By S Jayasankaran
KUALA LUMPUR - Malaysian carmaker Proton Holdings has denied market talk that it is planning a sale of its British sports car unit Lotus, insisting that its loss-making wholly owned unit can still provide value to the carmaker.
Proton, a brainchild of former premier Mahathir Mohamad, was until recently 43 per cent owned by state agency Khazanah Nasional. However, Khazanah put it up for sale and it was taken over in January by DRB-Hicom, an auto, arms and property conglomerate owned by tycoon Syed Mokhtar Al-Bukhary.
Lotus is currently in the second year of a five-year turnaround plan that could see the firm incur more losses in the coming years. According to previous reports, Proton's higher spending on the iconic Lotus brand had seen the national carmaker's second-quarter net profit last year slump by 76 per cent to RM15.55 million (S$6.3 million) from RM65.92 million in the same period the previous year.
Moreover, there had been talk about the suspension of Lotus chief executive Dany Bahar. British motoring magazine Autocar had reported that Lotus refused to comment on rumours that the suspension is related to expenses incurred by Mr Bahar.
Proton, however, confirmed that "following an operational review", Mr Bahar has been temporarily suspended from his role to facilitate an investigation into a complaint about his conduct made by DRB-Hicom.
There had also been other media reports that the contracts of several top officials in the carmaker had lapsed and major management changes could take place next month.
A recent media report claimed that managing director Syed Zainal Abidin would announce his departure tomorrow after the board accepted his resignation letter and that there was speculation chief financial officer Azhar Othman has also quit.
For all that, however, it appears that Proton intends to hold on to Lotus. Proton's chairman Mohd Khamil Jamil insisted in a statement on Monday night that Proton and DRB-Hicom had plans to take Lotus "forward in the immediate to medium term".

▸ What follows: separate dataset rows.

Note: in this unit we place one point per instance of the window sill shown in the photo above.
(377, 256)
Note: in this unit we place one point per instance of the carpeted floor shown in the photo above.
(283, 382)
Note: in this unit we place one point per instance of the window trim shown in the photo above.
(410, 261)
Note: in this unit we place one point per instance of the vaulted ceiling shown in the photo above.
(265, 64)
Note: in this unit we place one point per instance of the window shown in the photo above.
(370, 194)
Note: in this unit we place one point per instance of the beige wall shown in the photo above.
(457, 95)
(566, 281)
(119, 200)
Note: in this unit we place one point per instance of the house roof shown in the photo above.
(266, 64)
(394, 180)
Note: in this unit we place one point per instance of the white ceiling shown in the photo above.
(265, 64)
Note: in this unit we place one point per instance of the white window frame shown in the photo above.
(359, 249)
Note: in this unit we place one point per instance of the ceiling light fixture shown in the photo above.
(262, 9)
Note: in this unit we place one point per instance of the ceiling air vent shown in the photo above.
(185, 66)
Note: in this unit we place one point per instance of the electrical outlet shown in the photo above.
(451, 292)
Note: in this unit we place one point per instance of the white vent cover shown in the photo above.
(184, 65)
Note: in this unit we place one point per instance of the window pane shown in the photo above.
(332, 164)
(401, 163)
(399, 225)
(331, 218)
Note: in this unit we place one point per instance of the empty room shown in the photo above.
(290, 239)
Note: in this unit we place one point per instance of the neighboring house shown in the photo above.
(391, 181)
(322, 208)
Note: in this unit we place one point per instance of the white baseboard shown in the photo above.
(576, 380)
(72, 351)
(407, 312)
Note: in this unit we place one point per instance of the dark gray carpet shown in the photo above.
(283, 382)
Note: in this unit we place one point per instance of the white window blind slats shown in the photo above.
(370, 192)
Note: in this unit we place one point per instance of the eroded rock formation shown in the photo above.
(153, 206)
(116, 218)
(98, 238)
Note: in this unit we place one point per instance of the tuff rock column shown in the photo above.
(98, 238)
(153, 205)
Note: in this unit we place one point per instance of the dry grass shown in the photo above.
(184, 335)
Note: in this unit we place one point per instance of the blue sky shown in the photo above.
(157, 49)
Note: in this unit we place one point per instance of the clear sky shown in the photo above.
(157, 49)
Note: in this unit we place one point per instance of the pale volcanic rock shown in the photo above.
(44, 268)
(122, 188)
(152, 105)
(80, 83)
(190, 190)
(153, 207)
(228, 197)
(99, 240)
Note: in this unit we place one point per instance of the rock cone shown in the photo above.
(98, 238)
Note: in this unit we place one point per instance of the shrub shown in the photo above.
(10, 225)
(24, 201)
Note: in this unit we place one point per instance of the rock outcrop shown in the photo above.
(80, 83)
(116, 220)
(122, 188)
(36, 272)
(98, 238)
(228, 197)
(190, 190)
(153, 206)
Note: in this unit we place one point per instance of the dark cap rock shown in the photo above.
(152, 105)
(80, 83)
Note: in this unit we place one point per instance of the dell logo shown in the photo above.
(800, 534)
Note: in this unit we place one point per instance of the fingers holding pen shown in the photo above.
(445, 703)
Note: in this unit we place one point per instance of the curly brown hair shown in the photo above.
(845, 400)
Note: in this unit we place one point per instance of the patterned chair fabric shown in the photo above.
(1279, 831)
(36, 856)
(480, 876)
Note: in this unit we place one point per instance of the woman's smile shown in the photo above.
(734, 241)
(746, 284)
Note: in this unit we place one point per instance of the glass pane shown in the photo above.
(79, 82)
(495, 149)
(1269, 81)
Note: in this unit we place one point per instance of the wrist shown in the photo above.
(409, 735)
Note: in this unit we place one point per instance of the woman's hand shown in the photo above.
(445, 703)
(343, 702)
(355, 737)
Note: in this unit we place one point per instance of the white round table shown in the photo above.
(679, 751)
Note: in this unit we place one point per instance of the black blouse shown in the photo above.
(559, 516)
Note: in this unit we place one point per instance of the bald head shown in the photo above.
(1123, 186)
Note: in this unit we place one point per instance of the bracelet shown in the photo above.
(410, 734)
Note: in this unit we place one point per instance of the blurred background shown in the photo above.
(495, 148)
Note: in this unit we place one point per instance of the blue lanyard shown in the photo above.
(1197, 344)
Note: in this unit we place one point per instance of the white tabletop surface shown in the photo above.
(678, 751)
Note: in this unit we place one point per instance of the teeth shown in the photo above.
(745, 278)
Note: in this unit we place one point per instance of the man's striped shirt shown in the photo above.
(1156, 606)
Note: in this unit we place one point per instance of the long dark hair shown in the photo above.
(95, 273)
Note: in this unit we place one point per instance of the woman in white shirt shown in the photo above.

"Lotus can provide value to Proton. Lotus is an iconic brand with a global presence and positioning, coupled with unsurpassed engineering expertise and a talented workforce," the statement read.
"Both Proton and DRB-Hicom will continue to review the existing business plans and financial position of Lotus in taking Lotus forward in the immediate to medium term," the carmaker's chairman said, adding that the parent firm had sent a team of consultants to Lotus in March to conduct an operations and legal audit.
He said the need for this review is especially pertinent in the light of the existing financial obligation of Lotus in the form of a RM1.33 billion syndicated loan taken at the end of 2010, for which Proton has given a corporate guarantee.
He also added that his recent visit to Lotus' Norfolk headquarters had resulted in the British government considering a RM50 million Regional Growth Fund pledge to support Lotus' vehicle development plans there.
Following an operational review, Lotus chief executive Dany Bahar has been temporarily suspended from his role to facilitate an investigation into a complaint about his conduct made by DRB-Hicom.